Consider two examples. Mobitex networks have excellent terminal battery life and very good base station coverage radii but the airlink data rate is relatively low. WiFi networks feature excellent airlink data rates and reasonable terminal power consumption but have dismal coverage footprints.
A new research note from Mako Analysis points out that cell breathing, a technique used by CDMA (and WCDMA) networks to maintain bandwidth to individual customers as more users enter a cell, also causes the coverage footprint of a given base station to shrink and can lead to network unreliability.

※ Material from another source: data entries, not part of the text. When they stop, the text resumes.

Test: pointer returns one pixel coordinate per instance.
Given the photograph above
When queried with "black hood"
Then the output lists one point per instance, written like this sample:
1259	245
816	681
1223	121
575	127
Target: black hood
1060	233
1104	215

This Web site defines cell breathing as “the constant change of the range of the geographical area covered by a cellular telephone [base station] based on the amount of traffic currently using that [base station]. When a cell becomes heavily loaded, it shrinks.” Before a cell contracts its coverage footprint it is supposed to force terminals on the edges of the cell to roam to a presumably less-busy adjacent cell; but if there is no cell next door, or if it has no available channels, the cell will contract anyway, and calls can drop.

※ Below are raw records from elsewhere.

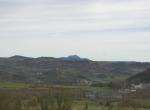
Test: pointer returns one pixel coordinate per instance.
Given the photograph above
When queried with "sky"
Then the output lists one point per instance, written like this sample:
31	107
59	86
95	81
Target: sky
102	30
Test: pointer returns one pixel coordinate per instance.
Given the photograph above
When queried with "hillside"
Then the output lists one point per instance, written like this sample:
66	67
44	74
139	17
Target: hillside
62	71
142	77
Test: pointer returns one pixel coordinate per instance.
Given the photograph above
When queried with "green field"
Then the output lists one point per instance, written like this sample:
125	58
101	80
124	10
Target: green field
55	97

Mako uses this point to bash UK UMTS operator 3, noting that since 3 doesn’t have its own GSM network to which to hand off calls its reliability will be substandard until it has a considerably denser network; as Mako correctly points out,
“Since 3 are not able to seamlessly hand a call off from their 3G network to O2’s 2G network (O2 UK are currently allowing 3UK to use their network where they lack 3G coverage) the call drops.”
Fair enough, but 3 is hardly the only system with this problem. WCDMA-GSM handoffs don’t work reliably anywhere yet, regardless of who owns the networks. The network operators blame the handset manufacturers for not being able to get the roaming software right; the handset companies turn right around and blame the operators for deploying networks which do not conform to acceptable standards.
What strikes me as unusual is that the 3G boosters such as 3GNewsroom.com have heretofore ignored chink-in-the-armor stories like this, preferring instead to cheerlead. What’s changed? Could it be that the market’s collective yawn at UMTS has them edgy?